Today, a federal appeals court ruled that the U.S. Forest Service is liable for toxic waste clean-up costs from mining on national forest land. The appeals court remanded the case back to the district court to determine how much the Forest Service would have to pay of the $1 billion in clean-up costs associated with a single molybdenum mine in New Mexico. The case is the first to conclude that the 1872 Mining Act, which gives mineral claimants the right to mine federal land, does not relieve the Forest Service from its CERCLA (“Comprehensive Environmental Response, Compensation, and Liability Act”) responsibility as landowner for the cost of cleaning up toxic wastes.
The unanimous opinion by Reagan, G.W. Bush and Clinton appointees, scolds the Forest Service for dereliction of its duty to regulate mining to avoid spendy clean-up costs:
There is no dispute that the United States held fee title to relevant portions of the Questa mining lands during the time of hazardous substance disposal, part of the area that today comprises the Questa Site. We do not doubt that it could have exercised greater powers, regulatory or otherwise, over the lands if it wanted to do so.
This decision could be a game changer. No longer can the Forest Service and BLM hide behind the 1872 Mining Act and ignore the environmental costs of the mining operations they approve on public lands. Just the existing liability for past mining waste could put a big dent in the Forest Service’s budget, which has a sum total of $0 appropriated for CERCLA clean-up costs.
From here on out, when the Forest Service approves surface occupancy plans for 1872 mining act claims, it had better look carefully at its clean-up liability. Under some scenarios, the Forest Service, as landowner, could be stuck with 100% of the clean-up costs.
WOW, that seems like a real game changer.
So true! However, I suspect that this ruling will be appealed.
The Forest Service itself cannot appeal from the decision; only the Solicitor General can decide to petition for U.S. Supreme Court review. More often than not, he does not. And, even if he does, the Supreme Court does not have to accept the case.
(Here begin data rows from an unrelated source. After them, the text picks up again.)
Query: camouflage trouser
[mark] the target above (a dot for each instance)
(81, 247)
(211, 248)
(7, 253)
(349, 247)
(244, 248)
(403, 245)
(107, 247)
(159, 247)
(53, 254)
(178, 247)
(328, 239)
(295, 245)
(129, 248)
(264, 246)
Why would the FS not be liable for costs associated with clean up? It’s purpose is to manage the use of the land and it obviously failed to do that.
Thanks, Andy. The $0 budget pretty clearly shows that the Forest Service thought it was playing a different game. It was nice of Chevron to point out that there is a cost to the government of lax regulation of mines on federal lands.
This only applies to unpatented claims under the 1872 Mining Act, where the federal government still owns the land. I don’t know how common that is (relative to patented claims), but this makes it less desirable to patent a claim and remove the federal ownership interest.
It will be interesting to see what “equitable portion” of the costs get assigned to the Forest Service (based on its role).